Descriptive statistics are presented as mean ± SD and were compared with the Student t test; categorical variables are reported as percentages and were tested with the chi-square test. Adjusted odds ratio (OR) to evaluate association between anemia and HPR were obtained with logistic regression modeling adjusting for the following confounders: age, gender, body mass index, ethnicity, a history of congestive heart failure, current smoker, peripheral arterial disease, diabetes mellitus, creatinine clearance, hyperlipidemia, hypertension, previous MI, previous coronary artery bypass surgery, previous PCI, ST-segment elevation MI, non–ST-segment elevation MI, prehospital admission proton pump inhibitor use, prehospital admission aspirin use, prehospital admission thienopyridine use, intraprocedural bivalirudin use, prehospital admission statin use, prehospital admission warfarin use, white blood cell count, platelet count, number of stents, number of vessels treated, and total lesion length.
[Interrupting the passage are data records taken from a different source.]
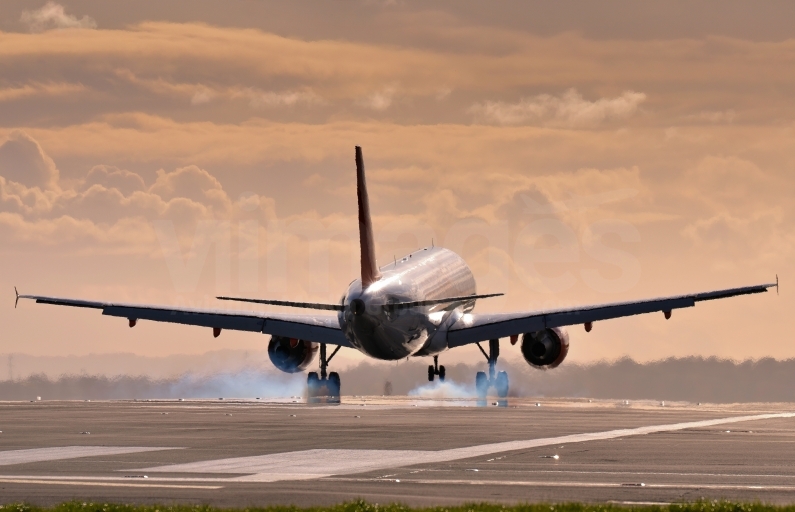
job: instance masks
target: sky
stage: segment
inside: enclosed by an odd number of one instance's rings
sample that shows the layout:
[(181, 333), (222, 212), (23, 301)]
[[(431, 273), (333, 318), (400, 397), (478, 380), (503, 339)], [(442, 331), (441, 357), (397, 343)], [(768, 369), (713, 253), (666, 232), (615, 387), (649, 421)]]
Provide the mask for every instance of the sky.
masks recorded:
[(793, 61), (789, 2), (6, 0), (0, 353), (263, 350), (13, 287), (336, 302), (361, 145), (379, 263), (453, 249), (505, 293), (476, 311), (782, 280), (573, 326), (574, 362), (795, 357)]

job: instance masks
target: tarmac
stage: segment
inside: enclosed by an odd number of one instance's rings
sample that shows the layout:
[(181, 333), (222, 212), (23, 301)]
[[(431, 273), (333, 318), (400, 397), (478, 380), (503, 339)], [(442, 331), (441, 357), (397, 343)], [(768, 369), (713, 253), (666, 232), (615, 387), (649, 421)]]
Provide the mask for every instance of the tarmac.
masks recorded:
[(795, 404), (0, 402), (0, 503), (795, 502)]

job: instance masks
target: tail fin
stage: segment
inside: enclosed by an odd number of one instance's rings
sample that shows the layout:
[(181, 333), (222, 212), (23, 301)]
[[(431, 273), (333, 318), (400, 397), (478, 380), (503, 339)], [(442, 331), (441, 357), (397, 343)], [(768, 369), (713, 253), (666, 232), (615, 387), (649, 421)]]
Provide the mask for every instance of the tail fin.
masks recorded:
[(370, 220), (370, 201), (367, 198), (367, 183), (364, 181), (362, 148), (356, 146), (356, 195), (359, 198), (359, 245), (361, 247), (362, 288), (367, 288), (381, 278), (375, 263), (375, 240), (373, 223)]

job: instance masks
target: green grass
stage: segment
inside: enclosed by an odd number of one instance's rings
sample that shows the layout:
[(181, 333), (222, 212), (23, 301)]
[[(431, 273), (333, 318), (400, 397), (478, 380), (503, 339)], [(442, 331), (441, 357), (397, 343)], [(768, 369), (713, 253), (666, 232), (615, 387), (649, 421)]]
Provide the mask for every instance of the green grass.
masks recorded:
[(0, 512), (795, 512), (795, 505), (775, 506), (762, 503), (729, 501), (697, 501), (665, 506), (647, 505), (584, 505), (580, 503), (494, 505), (472, 503), (454, 507), (409, 507), (397, 503), (379, 505), (366, 501), (350, 501), (328, 507), (268, 506), (217, 508), (206, 505), (118, 505), (70, 501), (54, 507), (38, 507), (25, 503), (0, 505)]

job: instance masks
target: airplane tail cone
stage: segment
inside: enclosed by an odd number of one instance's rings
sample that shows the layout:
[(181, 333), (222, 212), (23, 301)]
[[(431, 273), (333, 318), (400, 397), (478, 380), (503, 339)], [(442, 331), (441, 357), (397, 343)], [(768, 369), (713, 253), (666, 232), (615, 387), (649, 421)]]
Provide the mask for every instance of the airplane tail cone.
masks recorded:
[(359, 199), (359, 245), (361, 248), (362, 288), (378, 281), (381, 274), (375, 261), (375, 240), (373, 223), (370, 219), (370, 201), (367, 197), (367, 183), (364, 179), (364, 159), (362, 148), (356, 146), (356, 195)]

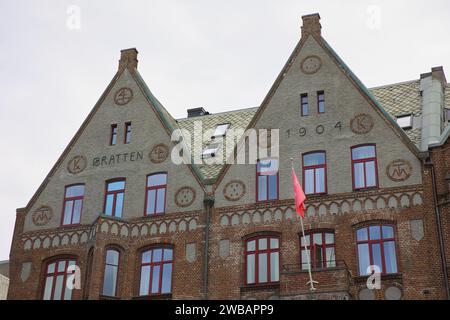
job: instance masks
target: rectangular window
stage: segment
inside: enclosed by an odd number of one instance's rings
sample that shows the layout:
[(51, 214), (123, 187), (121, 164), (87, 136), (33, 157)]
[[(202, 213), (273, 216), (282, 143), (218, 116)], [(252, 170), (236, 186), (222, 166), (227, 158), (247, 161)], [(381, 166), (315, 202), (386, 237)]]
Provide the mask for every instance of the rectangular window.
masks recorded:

Crude and adjusted analyses evaluating the association between anemia and HPR were performed using both PRU thresholds of >208 and ≥230. Crude event rates at 2 years for clinical outcomes were estimated using the Kaplan–Meier method in those with and without anemia and after substratifying all participants by both anemia status and HPR (PRU >208). Event rates across groups were compared with the log-rank test. Cox proportional hazard regression modeling stratified by propensity score quintile for anemia was performed to estimate the adjusted hazard ratios (HRs) associated with anemia status and 2-year adverse events. With a second Cox regression model stratified by propensity score quintile for HPR, the adjusted HR associated with HPR and 2-year adverse events in patients with versus without anemia were estimated. Formal interaction testing was performed to investigate a potential differential effect of HPR on clinical outcomes according to anemia status. Statistical analyses were performed with SAS version 9.4 (SAS Institute, North Carolina).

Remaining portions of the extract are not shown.